Souffrant d'être ramenés à leur affinité avec l'électorat urbain, les écologistes d'EELV veulent s'implanter dans les campagnes, où leurs solutions radicales alimentent "l'écolo-bashing".
Leur patronne Marine Tondelier rejette toute "rupture avec la ruralité". Et contre-attaque en annonçant mardi le lancement d'"universités des ruralités écologistes", qui se tiendront en octobre à Die (Drôme). Le rendez-vous sera annuel.
L'élue a récemment tâté de cette "colère" du milieu rural vis-à-vis des citadins, en Lot-et-Garonne et dans l'Aude.
Elle y a été interpellée, admonestée, insultée et empêchée, la première fois par le président de la chambre d'agriculture, la deuxième fois par des syndicalistes de la "Coordination rurale". Ils reprochent aux Verts un "agri-bashing" dans leur défense d'un modèle alternatif à l'agriculture intensive.
Le défi à long terme s'annonce difficile pour les écologistes: de nombreuses zones rurales sont historiquement attachées à la droite, et plus récemment à l'extrême droite.
"Bien sûr nous avons des élus ruraux, mais depuis José Bové l'écologie rurale n'a plus d'incarnation", explique Marie Pochon, députée d'une circonscription rurale drômoise comptant 240 villages.

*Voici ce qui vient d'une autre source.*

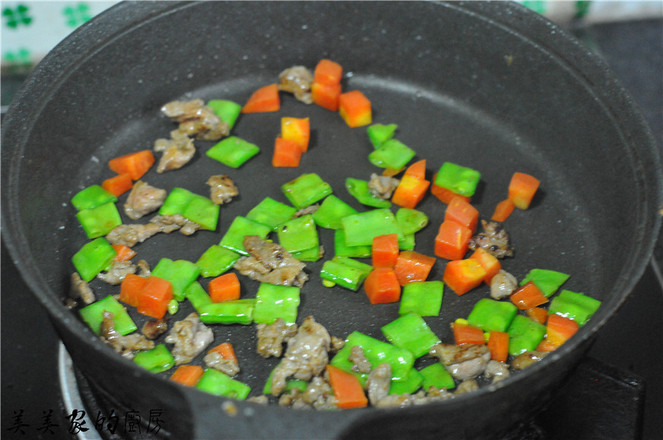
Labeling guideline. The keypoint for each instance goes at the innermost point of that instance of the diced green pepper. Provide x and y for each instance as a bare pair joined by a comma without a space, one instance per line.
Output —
548,281
525,334
360,229
574,305
458,179
100,220
93,315
391,154
91,197
273,302
270,212
233,151
240,228
94,257
345,272
359,190
156,360
411,332
491,315
306,189
220,384
331,211
422,297
179,273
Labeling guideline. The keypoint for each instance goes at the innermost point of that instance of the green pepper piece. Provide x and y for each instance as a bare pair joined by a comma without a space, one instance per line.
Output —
437,376
548,281
422,297
93,315
359,190
331,211
380,133
94,257
233,151
343,250
179,273
574,305
345,272
239,311
458,179
391,154
91,197
411,220
491,315
220,384
270,212
411,332
227,111
273,302
360,229
100,220
306,189
156,360
525,334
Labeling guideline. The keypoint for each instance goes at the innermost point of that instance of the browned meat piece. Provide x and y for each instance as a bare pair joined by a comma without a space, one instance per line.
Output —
297,80
154,328
196,119
222,189
190,337
306,355
272,336
502,285
80,289
270,263
125,345
462,361
382,186
493,239
143,199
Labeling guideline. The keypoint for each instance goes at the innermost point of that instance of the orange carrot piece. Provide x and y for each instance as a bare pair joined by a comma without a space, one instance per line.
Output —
522,189
265,99
463,275
381,286
452,240
467,334
187,375
413,266
384,250
528,296
498,344
287,153
118,185
355,109
134,164
225,287
347,388
503,210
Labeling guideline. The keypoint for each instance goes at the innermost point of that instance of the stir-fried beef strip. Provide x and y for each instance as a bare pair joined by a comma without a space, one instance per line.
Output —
222,189
493,239
190,337
143,199
271,337
462,361
382,186
306,355
270,263
297,80
125,345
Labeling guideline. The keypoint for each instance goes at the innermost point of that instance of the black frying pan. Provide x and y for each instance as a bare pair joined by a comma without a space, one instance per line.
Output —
487,85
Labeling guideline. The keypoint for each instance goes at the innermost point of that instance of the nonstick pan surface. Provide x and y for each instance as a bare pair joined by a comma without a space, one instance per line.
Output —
489,86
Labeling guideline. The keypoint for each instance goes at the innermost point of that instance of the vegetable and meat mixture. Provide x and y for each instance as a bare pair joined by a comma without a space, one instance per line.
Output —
374,254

Marine Tondelier témoigne: "Quand je me suis engagée chez les écologistes, mon grand-père agriculteur m'a dit +Qu'est-ce que je t'ai fait?+. Mais il est venu à l'écologie quand son frère est décédé d'un cancer de la prostate" à cause de son exposition aux pesticides.
Il faut "montrer que l'écologie rurale existe", estime Marie Pochon, pour qui "les écolos doivent changer" et s'adresser davantage aux campagnes.

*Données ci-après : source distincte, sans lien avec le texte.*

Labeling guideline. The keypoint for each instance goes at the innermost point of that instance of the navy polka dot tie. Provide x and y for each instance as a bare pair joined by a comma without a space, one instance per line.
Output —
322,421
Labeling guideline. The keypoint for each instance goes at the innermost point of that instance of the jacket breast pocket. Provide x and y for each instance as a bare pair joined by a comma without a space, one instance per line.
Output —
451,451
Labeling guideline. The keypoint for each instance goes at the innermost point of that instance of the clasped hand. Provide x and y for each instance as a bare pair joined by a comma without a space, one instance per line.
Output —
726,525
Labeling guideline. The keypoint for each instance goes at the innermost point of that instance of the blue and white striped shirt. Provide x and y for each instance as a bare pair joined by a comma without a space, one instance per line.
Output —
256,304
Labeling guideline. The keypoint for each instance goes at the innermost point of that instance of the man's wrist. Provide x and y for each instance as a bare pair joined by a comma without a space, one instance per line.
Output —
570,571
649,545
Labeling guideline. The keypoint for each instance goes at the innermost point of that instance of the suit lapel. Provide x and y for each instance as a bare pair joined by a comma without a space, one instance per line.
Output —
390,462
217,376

Davantage dans le ton et la méthode que sur le fond, puisque les écologistes n'en démordent pas: en défendant l'environnement, ils restent les meilleurs alliés des territoires ruraux.
"La politique écolo c'est de faire sortir de la pauvreté le tiers des agriculteurs qui vivent avec moins de 350 euros par mois" et de "redonner de l'attractivité aux territoires avec le retour des services de proximité et l'aide à l'installation agricole", souligne-t-il.
- Pas de "déclaration d'amour" -
EELV milite en faveur d'une agriculture paysanne bio qui ne repose pas sur l'efficience industrielle mais sur "un million d'agriculteurs en 2050", avec des prix pour le consommateur que le parti assume plus élevés.
Bref, "l'agri-bashing n'existe pas", assure Benoît Biteau. Simplement, il n'y aura pas "de déclaration d'amour à l'emporte-pièces", prévient Marine Tondelier.
Mais dans la rhétorique actuelle, Guillaume Hédouin, conseiller régional de Normandie et membre du groupe de travail "Ruralités" du parti, reconnaît que les "grandes bannières écologistes ont parfois du mal à s'incarner" à la campagne.
Par exemple, concernant l'un de leurs thèmes favoris, les énergies renouvelables, ces électeurs ne voient bien souvent que le caractère invasif des projets de parcs éoliens près de chez eux.
La faute à "une orchestration politique", dénonce Guillaume Hédouin. Il raconte: "Dans mon village, un projet éolien s'est très bien passé, parce que c'était accompagné. Dans le village d'à côté, un propriétaire de château très à droite a alerté une association elle aussi à droite, et on a vu l'opinion des citoyens changer".
Pour l'élu normand, malgré les nombreux différends "on arrive à se parler avec la FDSEA", le syndicat agricole majoritaire. "Là où on a un problème, c'est quand l'extrême droite noyaute des organisations".
Le pragmatisme peut payer, car "la ruralité n'appartient pas à un camp ou à un autre", pense aussi François Thiollet, membre du bureau exécutif d'EELV et conseiller municipal dans un petit village.
Autre front, et non des moindres, les écologistes sont en guerre ouverte avec les patrons des organisations de chasseurs qui ont retourné le stigmate en s'érigeant "premiers écolos de France".